Stephan Hoeller explains in “Gnosticism: New Light on the Ancient Tradition of Inner Knowing,” that Jesus was regarded by his followers as a liberator in terms of knowledge and understanding, rather than a savior as many Christians deem him.
He writes that the teachings of Jesus were mysterious and beyond the topical understanding of many.
“His words are not so much intended to inform as to stimulate latent creative and imaginative faculties,” the author writes. “The Jesus who emerges in these sayings is a Jesus quite different from the traditional meek and mild man of sorrows. This Jesus uses metaphor and myth, cryptic mystical adages and explicitly gnostic parables, to induce extraordinary states of consciousness in his followers.”
Gnostics not only look at the Bible in a different way, but they also refer to other ancient teachings as well as books such as the Gospel according to Thomas that were disregarded by the assemblers of the Christian Bible.
Hoeller continues illustrating the characteristics of Jesus’ methodology, saying that his intentions were not to die for sins, but rather restore spiritual consciousness.

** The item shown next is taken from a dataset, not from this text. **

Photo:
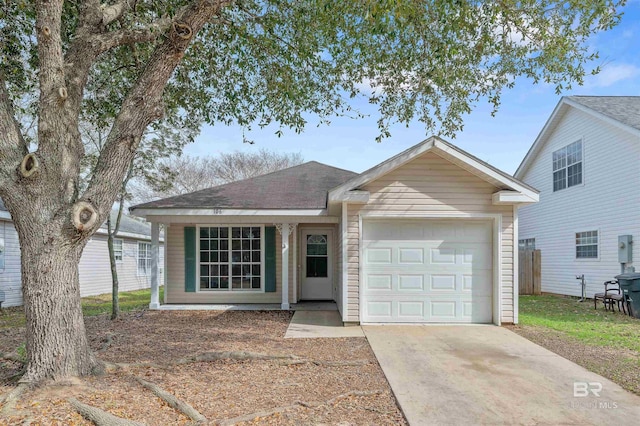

Based on his research and scientific conclusions, the writer suggests that perhaps the world was not drowned in sin when death came and unperfected God’s creation.
Perhaps it was always a dog-eat-dog world where death was just a matter of fact, he said.
Gnostic teachers in the past have referred to earth as a prison cell. Hoeller says as a result, Jesus came not to “pacify his angry Father by dying on ignominy, but rather to ‘take captivity captive’” and free those spiritually and mentally detained.
“The human spirit, say the gnostics, came into this world from outside it, and thus the stimulus for liberation must also come from outside,” writes Hoeller. “True, the liberating spiritual potential resides in the depths (or perhaps better, the heights) of the human soul itself, but realization of this potential requires powerful intervention.”
Gnostics say salvation, according to the true teachings of Jesus does not come through one human/divine being, but rather through spiritual liberation and knowledge and achieving Christ within self.